Thankfully, you can go on-line to the apps store and download the “Dealing with the tough boss” app for your smart phone. You’ll have it on during your meeting and with its voice recognition system and emotional intelligence sensing capabilities, it will provide guidance for you and even suggest dialogue (“Boss–you just said I’m wasting the oxygen in your office. Can you please state specifically why you feel that way?”).
The app will provide you expert guidance on how to navigate the meeting and will have allowed for you to define ahead of time what your preferred outcome is for the meeting. Sure, your smart phone will be on and will be coaching you out loud throughout the meeting but the boss will not mind because she has also downloaded an app, one called “Dealing with an unmotivated slacker.”
That’s right, she also wants to leave nothing to chance in this important meeting and while recently she has attended several company sponsored courses on how to be an effective manager, she’s become frustrated with you lately and knows you don’t respond well to her threats and accusations. And voila–the two cyber coaching apps work well and both you and the boss are pleased with the meeting’s outcomes.
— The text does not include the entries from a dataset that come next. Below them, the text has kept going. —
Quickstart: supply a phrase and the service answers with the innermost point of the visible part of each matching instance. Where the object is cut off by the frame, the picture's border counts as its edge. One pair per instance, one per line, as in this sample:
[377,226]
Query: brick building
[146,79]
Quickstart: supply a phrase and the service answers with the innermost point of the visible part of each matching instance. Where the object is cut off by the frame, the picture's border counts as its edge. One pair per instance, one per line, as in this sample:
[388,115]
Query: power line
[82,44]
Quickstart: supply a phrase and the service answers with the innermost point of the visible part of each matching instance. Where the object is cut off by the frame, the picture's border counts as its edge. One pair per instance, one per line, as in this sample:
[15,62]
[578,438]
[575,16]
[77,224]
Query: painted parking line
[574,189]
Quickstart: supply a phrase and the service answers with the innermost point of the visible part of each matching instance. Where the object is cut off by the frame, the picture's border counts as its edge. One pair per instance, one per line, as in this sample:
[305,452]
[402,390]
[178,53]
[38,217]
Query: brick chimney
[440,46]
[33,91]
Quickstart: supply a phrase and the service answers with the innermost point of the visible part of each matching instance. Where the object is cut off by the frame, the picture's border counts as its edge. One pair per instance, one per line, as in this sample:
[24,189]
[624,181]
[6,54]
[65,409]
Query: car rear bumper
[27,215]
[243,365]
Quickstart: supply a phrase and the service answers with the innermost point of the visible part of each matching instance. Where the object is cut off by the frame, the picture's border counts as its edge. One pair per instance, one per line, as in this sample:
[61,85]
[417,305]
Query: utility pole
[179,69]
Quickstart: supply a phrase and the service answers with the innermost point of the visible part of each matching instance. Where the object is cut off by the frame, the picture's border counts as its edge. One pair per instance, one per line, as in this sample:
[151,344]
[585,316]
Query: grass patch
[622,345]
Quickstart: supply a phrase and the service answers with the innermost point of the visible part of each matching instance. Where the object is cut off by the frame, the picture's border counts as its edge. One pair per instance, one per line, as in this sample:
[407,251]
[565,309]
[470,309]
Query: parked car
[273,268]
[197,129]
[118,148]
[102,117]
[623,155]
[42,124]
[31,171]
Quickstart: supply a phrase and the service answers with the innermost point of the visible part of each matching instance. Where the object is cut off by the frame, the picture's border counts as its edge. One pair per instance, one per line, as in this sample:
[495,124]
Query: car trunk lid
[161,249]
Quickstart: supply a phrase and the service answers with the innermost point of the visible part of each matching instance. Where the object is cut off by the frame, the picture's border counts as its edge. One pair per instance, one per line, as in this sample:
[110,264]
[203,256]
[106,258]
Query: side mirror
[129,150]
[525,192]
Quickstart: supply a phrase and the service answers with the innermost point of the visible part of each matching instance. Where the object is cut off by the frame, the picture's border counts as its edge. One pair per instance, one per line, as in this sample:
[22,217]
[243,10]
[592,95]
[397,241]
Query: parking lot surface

And you thought the future of apps belonged to angry birds, tossed paper and ninja sliced fruit. Workplace apps like the “meeting coach” examples described above are the next new frontier for smartphone technology. Some companies have already created downloadable streaming video on leadership topics and there are also “expert systems” which provide just-in-time helpful hints for leadership skills, but these are mostly passive, asynchronous data-based learning tools.
I suggest there is a whole world of possibilities out there that goes even beyond the cyber coaching example played out above. Way beyond, in fact. In that project management scenario, the individuals were still in charge of the conversation, aided by interactive technology. The next generation of workplace apps after that might have a level of sophistication that allows for the two individuals to simply bring their devices loaded with the appropriate apps to the meeting, put the devices in cradles facing each other and sit back and let the apps work through the issues whiled the meeting principals–the humans–simply observe and agree to the outcomes. Dueling Droids, if you will.
Think of the applications. Procurement departments and vendors each bring their apps to the table to negotiate a deal. May the best algorithm win. Hate to do performance appraisals, regardless of which side of the desk you sit on? Piece of cake. There will be an app for that. You and your direct report pour yourselves some coffee and sit back and let the apps hammer out the review. The result? Win-win and high-fives. The painful but necessary annual capital budgeting process? Not so painful anymore with the “Budget, Baby!” app. Sales of Maalox will plummet. And then someone will come out with a line of parenting apps to make those oh-so-special conversations with our teenagers productive and uneventful. Sales of Jack Daniels will plummet.
And of course at some point there will be Workplace App 5.0, where we will no longer even need to be present to listen to and monitor our apps. Instead, we’ll send our personal avatars to meetings and other workplace activities and they will download the results to us after the fact. That frees us up to sit in our offices and do what is really important–playing the next generation of Angry Birds or Fruit Ninja.